"It means a lot," said Hansbrough, who finished fifth in the voting for the award last year. "I was in just in such a great situation with coaches and teammates. I feel like I've improved so much."
He earned 4,653 points in the voting to beat out second-place Michael Beasley of Kansas State (4,402), who was followed by Kevin Love of UCLA (3,021), D.J. Augustin of Texas (2,266) and Stephen Curry of Davidson (1,936).
More than 1,000 national media and college basketball experts cast votes based on players' regular and postseason performances, character and academic performance. Unlike most player of the year awards, votes could be cast as late as the NCAA Tournament's regional round.
Hansbrough led the Atlantic Coast Conference in scoring (22.8) and rebounding (10.3) as the Tar Heels (36-2) were ranked No. 1 for all but six weeks this season and went to the Final Four.
The NCAA title was the one trophy he was denied, which may influence his decision whether to forgo his senior season and enter the NBA draft. He has revealed very little about his plans for next season.
"I haven't decided," Hansbrough said. "I just haven't really had time. It's been so quick after the season. I haven't had time to get everything under control."
Hansbrough said he wasn't setting any hard deadlines, but said he plans to return to school and talk to Tar Heels coach Roy Williams.
"After a week or so we'll see what happens," he said.
Hansbrough joined Phil Ford (1978), Michael Jordan (1984) and Antawn Jamison (1998) as national players of the year from North Carolina.
Hansbrough more than assured he will have his jersey retired in Chapel Hill along with those three and James Worthy.

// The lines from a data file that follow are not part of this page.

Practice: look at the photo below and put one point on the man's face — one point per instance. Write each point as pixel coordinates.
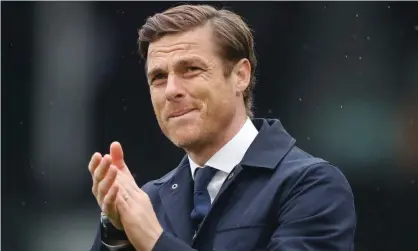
(192, 99)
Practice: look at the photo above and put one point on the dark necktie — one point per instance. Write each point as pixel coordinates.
(201, 195)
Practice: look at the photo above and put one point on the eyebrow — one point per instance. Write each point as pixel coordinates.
(184, 61)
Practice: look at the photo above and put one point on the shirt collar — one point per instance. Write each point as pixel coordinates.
(232, 153)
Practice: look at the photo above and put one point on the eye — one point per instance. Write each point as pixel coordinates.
(156, 79)
(193, 68)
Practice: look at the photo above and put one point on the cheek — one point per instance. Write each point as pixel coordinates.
(157, 102)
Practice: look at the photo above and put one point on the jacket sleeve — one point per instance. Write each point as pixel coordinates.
(318, 214)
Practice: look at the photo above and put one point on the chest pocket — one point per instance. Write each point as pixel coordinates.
(241, 238)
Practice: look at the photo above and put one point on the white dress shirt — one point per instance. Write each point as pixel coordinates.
(228, 157)
(223, 160)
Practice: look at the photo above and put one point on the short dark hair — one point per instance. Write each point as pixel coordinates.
(232, 34)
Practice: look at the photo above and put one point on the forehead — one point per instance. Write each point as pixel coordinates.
(196, 43)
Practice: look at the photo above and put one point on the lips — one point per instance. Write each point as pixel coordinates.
(179, 113)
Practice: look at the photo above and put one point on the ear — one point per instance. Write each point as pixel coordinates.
(242, 71)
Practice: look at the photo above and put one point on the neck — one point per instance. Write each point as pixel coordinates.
(202, 154)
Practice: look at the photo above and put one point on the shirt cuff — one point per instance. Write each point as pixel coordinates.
(168, 242)
(116, 247)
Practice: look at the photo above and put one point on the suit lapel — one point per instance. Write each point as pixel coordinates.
(176, 197)
(229, 180)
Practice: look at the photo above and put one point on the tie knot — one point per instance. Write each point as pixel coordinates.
(202, 177)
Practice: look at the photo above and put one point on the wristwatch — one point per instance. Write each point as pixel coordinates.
(110, 233)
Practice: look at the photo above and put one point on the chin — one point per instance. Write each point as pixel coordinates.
(185, 137)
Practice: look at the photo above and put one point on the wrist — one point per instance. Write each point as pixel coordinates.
(109, 233)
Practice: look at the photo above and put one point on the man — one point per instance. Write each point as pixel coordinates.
(243, 184)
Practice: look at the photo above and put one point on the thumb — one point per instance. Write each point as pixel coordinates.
(117, 155)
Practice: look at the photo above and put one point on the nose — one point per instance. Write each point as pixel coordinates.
(174, 90)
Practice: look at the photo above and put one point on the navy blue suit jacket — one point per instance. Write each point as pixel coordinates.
(278, 198)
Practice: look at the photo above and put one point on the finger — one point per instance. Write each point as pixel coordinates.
(128, 184)
(106, 183)
(101, 170)
(100, 173)
(117, 154)
(94, 162)
(108, 206)
(122, 205)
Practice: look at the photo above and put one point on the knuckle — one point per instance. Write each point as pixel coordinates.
(102, 188)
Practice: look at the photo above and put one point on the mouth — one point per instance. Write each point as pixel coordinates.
(179, 113)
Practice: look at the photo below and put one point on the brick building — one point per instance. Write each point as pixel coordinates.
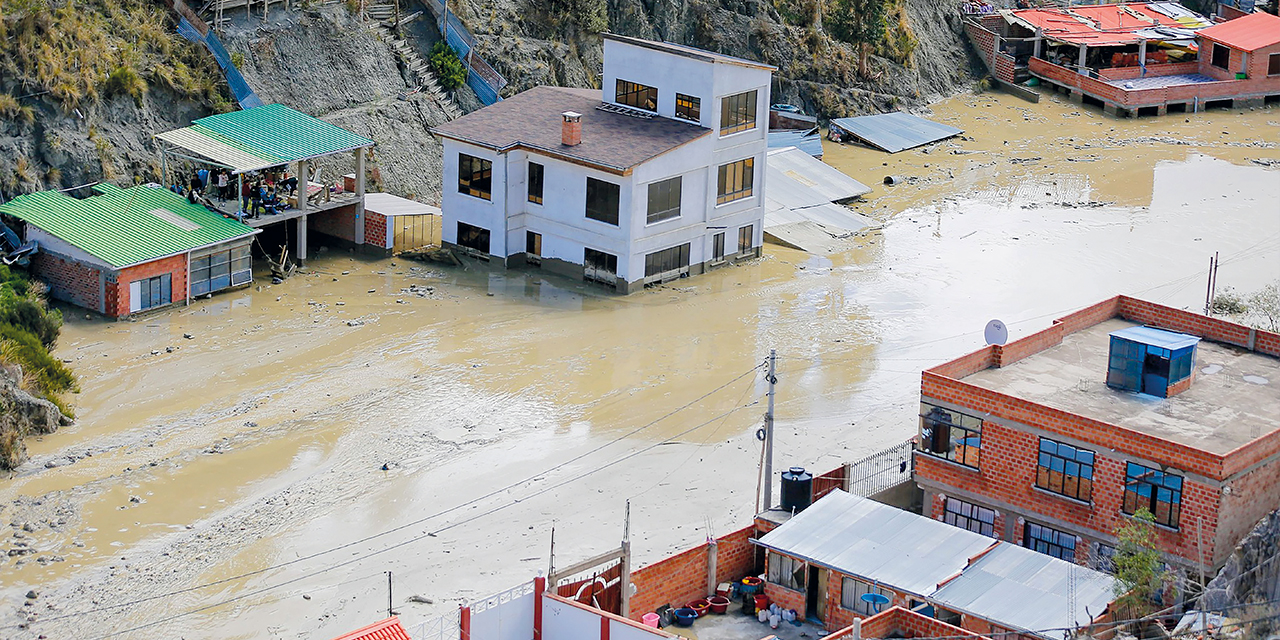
(124, 251)
(1054, 440)
(822, 561)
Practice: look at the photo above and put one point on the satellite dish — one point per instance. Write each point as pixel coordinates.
(996, 333)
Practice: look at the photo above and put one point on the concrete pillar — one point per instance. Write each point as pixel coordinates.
(302, 240)
(360, 196)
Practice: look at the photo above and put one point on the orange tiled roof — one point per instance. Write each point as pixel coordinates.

For a North Carolina men's player to have his jersey retired, he must win at least one of six national player of the year awards: The Associated Press, the U.S. Basketball Writers Association, the National Association of Basketball Coaches, Sporting News, the Naismith Award and the Wooden Award.
Hansbrough has won all six.
"It would be nice to win them all over again next year, but still I have to improve a lot and make some decisions," Hansbrough said.